Supporters of Democratic frontrunner Joe Biden have spent this past week chasing the hopium dragon as their candidate became president-elect, and as if to intensify the schadenfreude, they have even appropriated the likeness of alt-right icon Pepe the Frog to do it. The most shared of these memes is one of a forlorn Pepe breathing copium via a nasal mask, but others have taken more creative liberty in portraying the MAGA crowd as sore losers in the violent throes of grief.  This online relishing of the defeat reached meteoric highs last week as a Twitter account with the handle @CopingMAGA already attracted over 56,000 followers by posting screenshots of pro-Trump meltdowns on right-wing hotbeds such as 4chan. On Reddit, left-leaning subreddits are gawking at the post-election ramblings of right-wing influencers like Charlie Kirk and Steven Crowder.

But outside of this churlish internet bubble, others are pleading for more grace and civility. In a Nov. 3 editorial in The Forward, veteran journalist Jodi Rudoren pleaded, “If your guy wins, don’t gloat.” After Biden’s Nov. 7 victory, ABC News correspondent Steve Osunsami tweeted, “If you’re celebrating, remember that you have friends who feel like you did in 2016.”

Conversely, Congresswoman Rashida Tlaib tweeted a gif with the caption, “Me, trying my best not to rub it in. I am really trying, but it is so hard.” Silicon Valley actor Kumail Nanjiani also took to Twitter to say, “We must heal. But first, we must gloat.” Meanwhile, ABC News reported that a voter fraud prevention hotline manned by the Trump campaign has been flooded with prank calls mocking the president for his defeat.

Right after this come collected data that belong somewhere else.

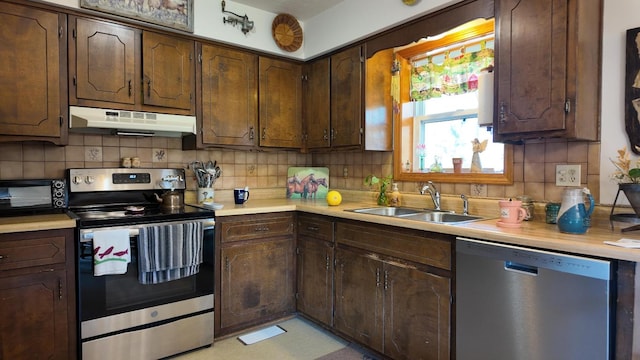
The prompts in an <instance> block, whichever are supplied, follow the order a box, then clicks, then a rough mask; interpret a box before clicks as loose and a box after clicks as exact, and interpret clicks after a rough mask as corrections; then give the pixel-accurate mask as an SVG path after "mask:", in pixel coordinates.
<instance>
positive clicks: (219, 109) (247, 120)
mask: <svg viewBox="0 0 640 360" xmlns="http://www.w3.org/2000/svg"><path fill="white" fill-rule="evenodd" d="M257 66H258V58H257V56H256V55H253V54H250V53H246V52H242V51H235V50H229V49H225V48H220V47H216V46H210V45H203V46H202V142H203V143H204V144H214V145H256V141H255V132H256V129H257V122H258V99H257V94H258V80H257V79H258V78H257V73H256V71H257Z"/></svg>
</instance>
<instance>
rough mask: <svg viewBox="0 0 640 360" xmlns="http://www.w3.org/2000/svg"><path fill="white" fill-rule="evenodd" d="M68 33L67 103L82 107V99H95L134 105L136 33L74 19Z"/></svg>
mask: <svg viewBox="0 0 640 360" xmlns="http://www.w3.org/2000/svg"><path fill="white" fill-rule="evenodd" d="M72 34H73V37H74V39H73V41H72V42H71V52H70V63H69V67H70V69H69V71H70V75H71V76H72V83H71V84H70V89H71V102H73V103H76V104H77V103H80V104H82V103H83V100H97V101H106V102H113V103H122V104H134V103H135V94H136V90H137V89H138V87H139V81H138V80H137V78H136V72H135V65H136V62H135V60H136V54H137V53H139V50H138V49H137V48H136V38H137V36H139V32H138V30H135V29H132V28H128V27H125V26H120V25H115V24H110V23H106V22H102V21H95V20H89V19H83V18H76V19H75V30H74V31H72ZM74 52H75V53H74ZM74 55H75V56H74ZM74 90H75V99H74Z"/></svg>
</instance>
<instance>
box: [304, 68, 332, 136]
mask: <svg viewBox="0 0 640 360" xmlns="http://www.w3.org/2000/svg"><path fill="white" fill-rule="evenodd" d="M329 68H330V63H329V58H324V59H320V60H316V61H314V62H312V63H310V64H307V65H305V76H304V79H305V81H304V99H303V101H304V125H305V146H306V147H307V148H308V149H320V148H328V147H329V146H330V145H331V142H330V140H329V134H330V133H331V127H330V106H329V99H330V88H329V83H330V80H329V70H330V69H329Z"/></svg>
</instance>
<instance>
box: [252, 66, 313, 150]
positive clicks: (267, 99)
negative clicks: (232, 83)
mask: <svg viewBox="0 0 640 360" xmlns="http://www.w3.org/2000/svg"><path fill="white" fill-rule="evenodd" d="M258 63H259V70H258V78H259V80H258V81H259V82H258V83H259V96H258V98H259V100H258V103H259V114H260V118H259V119H258V121H259V123H260V134H259V136H260V146H264V147H278V148H293V149H300V148H301V147H302V65H300V64H296V63H293V62H290V61H283V60H276V59H271V58H267V57H262V56H260V58H259V60H258Z"/></svg>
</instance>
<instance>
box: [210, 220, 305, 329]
mask: <svg viewBox="0 0 640 360" xmlns="http://www.w3.org/2000/svg"><path fill="white" fill-rule="evenodd" d="M216 220H217V223H216V236H218V232H220V238H219V240H218V241H217V242H216V244H217V245H216V246H217V247H219V248H220V250H219V257H218V259H219V260H218V264H219V266H218V267H217V269H219V270H218V273H219V274H220V278H219V279H220V280H219V287H216V311H215V315H216V329H215V336H216V337H218V336H222V335H226V334H229V333H232V332H236V331H239V330H243V329H245V328H248V327H251V326H254V325H258V324H261V323H264V322H267V321H271V320H275V319H278V318H281V317H284V316H287V315H290V314H293V313H294V311H295V300H294V298H295V297H294V286H295V256H294V235H293V234H294V232H295V224H294V222H293V221H294V220H293V215H291V214H287V215H282V214H275V215H274V214H265V215H244V216H233V217H229V218H223V217H221V218H219V219H216ZM218 296H219V297H218Z"/></svg>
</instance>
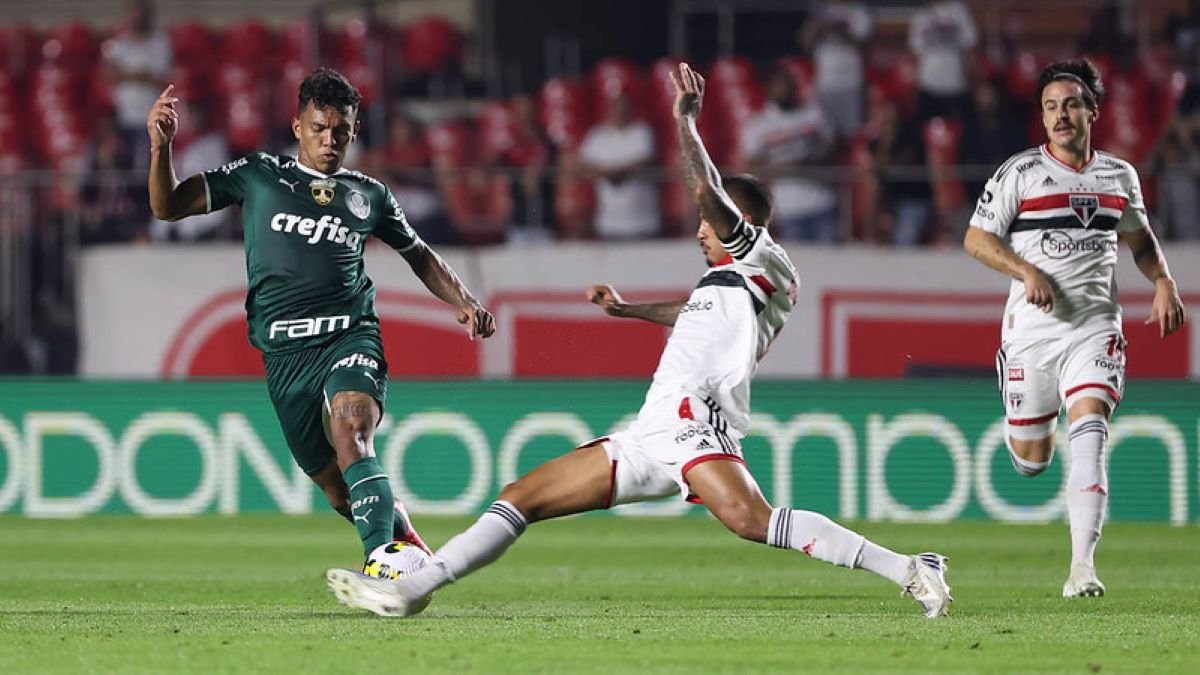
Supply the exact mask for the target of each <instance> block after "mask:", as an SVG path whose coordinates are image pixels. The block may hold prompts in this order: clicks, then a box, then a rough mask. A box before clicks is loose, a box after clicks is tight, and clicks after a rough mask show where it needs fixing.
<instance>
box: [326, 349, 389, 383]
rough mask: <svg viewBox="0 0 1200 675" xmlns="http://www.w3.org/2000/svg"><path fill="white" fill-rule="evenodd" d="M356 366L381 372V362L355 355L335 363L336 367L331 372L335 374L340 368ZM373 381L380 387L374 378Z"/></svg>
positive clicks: (353, 355) (374, 382) (356, 354)
mask: <svg viewBox="0 0 1200 675" xmlns="http://www.w3.org/2000/svg"><path fill="white" fill-rule="evenodd" d="M356 365H361V366H362V368H370V369H371V370H379V362H377V360H374V359H373V358H371V357H368V356H365V354H359V353H354V354H350V356H348V357H344V358H342V359H338V360H337V363H335V364H334V366H332V368H330V369H329V371H330V372H334V371H335V370H337V369H340V368H354V366H356ZM371 381H372V382H374V383H376V387H378V386H379V382H378V381H376V378H373V377H372V378H371Z"/></svg>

Call it classless to succumb to such pettiness, but you would be hard-pressed to argue that Trump and his supporters haven’t engaged in similar behavior. The president frequently stroked his batshit crazy ego by waxing nostalgic about his 2016 victory against Hillary Clinton. His supporters called dissenting voices “triggered snowflakes” and accused them of having “Trump derangement syndrome,” and no female protester could ever let their passions take the wheel without the potential consequence of being turned into an alt-right meme.

“Live by the sword, die by the sword.” These are the words Jesus of Nazareth said to one of his disciples after he struck a servant of the high priest with a “Liberal Tears” coffee mug.

If you’re a Trump supporter who is tapping into the world’s limited copium supply, let this humbling experience be a valuable lesson on the dangers of hubris. If you’re one of millions of anti-Trump Americans basking in the Audacity of Hopium, try not to overdose.